Yesterday I said I'll start answering frequently asked questions as an FAQ series based on experiences I've had and what people typically ask me about the project. (Related blog post available here.) Often I am asked how and why I chose to do a film about the Montagnard people, US Special Forces, and the Vietnam War.
Surry, a friend of mine who served two tours in Vietnam, mentioned a personal project he was working on over dinner one night. Anyone who knows Surry also knows that he usually has a few projects going--and they're always interesting.
We talked about his project. He wanted to capture oral history related to the Vietnam War, recognizing that such opportunities may not be available much longer. The more he talked, the more interested I became.
I realized how little I knew.
There were only two things I could recall about the Vietnam War: it lasted a long time and soldiers who served weren't welcomed home like they were after World War II. I knew even about the U.S. Special Forces and the Montagnard people.
Oh, and I had never made a film. So when I say I was ignorant, I mean really ignorant.

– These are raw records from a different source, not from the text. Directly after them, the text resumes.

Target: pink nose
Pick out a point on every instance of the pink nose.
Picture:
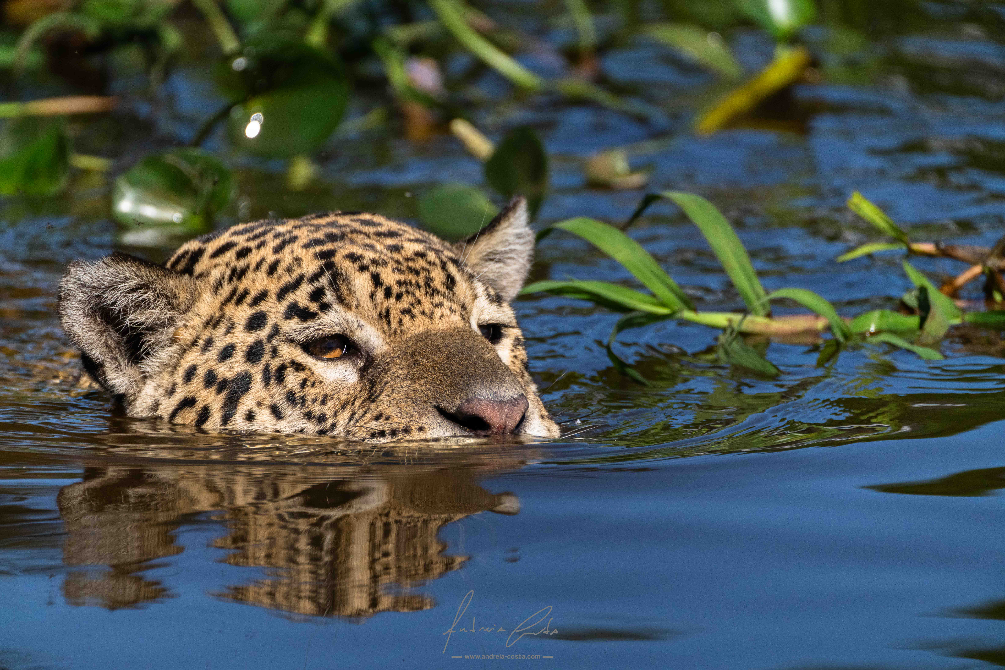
(489, 417)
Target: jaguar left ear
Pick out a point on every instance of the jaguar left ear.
(500, 253)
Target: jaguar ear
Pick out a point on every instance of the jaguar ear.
(121, 311)
(500, 253)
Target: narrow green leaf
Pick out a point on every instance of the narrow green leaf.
(946, 303)
(924, 352)
(883, 319)
(865, 209)
(606, 293)
(727, 247)
(866, 249)
(816, 303)
(629, 253)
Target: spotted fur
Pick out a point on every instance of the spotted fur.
(218, 338)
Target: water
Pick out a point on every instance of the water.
(838, 516)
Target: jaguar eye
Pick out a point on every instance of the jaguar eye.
(329, 347)
(491, 331)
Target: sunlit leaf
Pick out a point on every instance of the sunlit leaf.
(179, 191)
(454, 211)
(724, 242)
(816, 303)
(288, 96)
(866, 249)
(34, 157)
(519, 166)
(706, 47)
(865, 209)
(632, 256)
(781, 18)
(609, 294)
(924, 352)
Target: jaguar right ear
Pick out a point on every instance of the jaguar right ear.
(122, 312)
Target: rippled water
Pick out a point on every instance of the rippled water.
(840, 516)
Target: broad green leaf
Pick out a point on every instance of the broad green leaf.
(994, 318)
(883, 319)
(725, 244)
(866, 249)
(816, 303)
(34, 157)
(288, 96)
(454, 211)
(604, 292)
(519, 167)
(781, 18)
(732, 350)
(702, 46)
(945, 303)
(629, 253)
(924, 352)
(177, 192)
(865, 209)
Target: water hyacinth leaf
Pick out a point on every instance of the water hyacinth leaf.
(732, 350)
(878, 320)
(611, 295)
(944, 302)
(178, 192)
(288, 97)
(34, 157)
(705, 47)
(724, 242)
(816, 303)
(867, 249)
(782, 18)
(925, 353)
(632, 256)
(519, 166)
(865, 209)
(454, 211)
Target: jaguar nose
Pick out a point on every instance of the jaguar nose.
(488, 417)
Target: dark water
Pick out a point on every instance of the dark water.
(840, 516)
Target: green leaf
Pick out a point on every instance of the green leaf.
(944, 302)
(865, 209)
(519, 167)
(288, 97)
(724, 242)
(635, 259)
(34, 157)
(177, 192)
(883, 319)
(606, 293)
(924, 352)
(454, 211)
(781, 18)
(867, 249)
(732, 350)
(698, 44)
(816, 303)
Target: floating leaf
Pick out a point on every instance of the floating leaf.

The ignorance made me curious, though. Because I didn't know much, I wanted to know more. The subject matter presented itself when Surry and I chatted that night in 2008.
I told Surry that he should make it into a film, because more people needed to know about these things. It was important to our nation's history, but wasn't common knowledge. It seemed important.
Surry asked me if I wanted to make the film. I said yes.
And that's how Abandoned Allies began.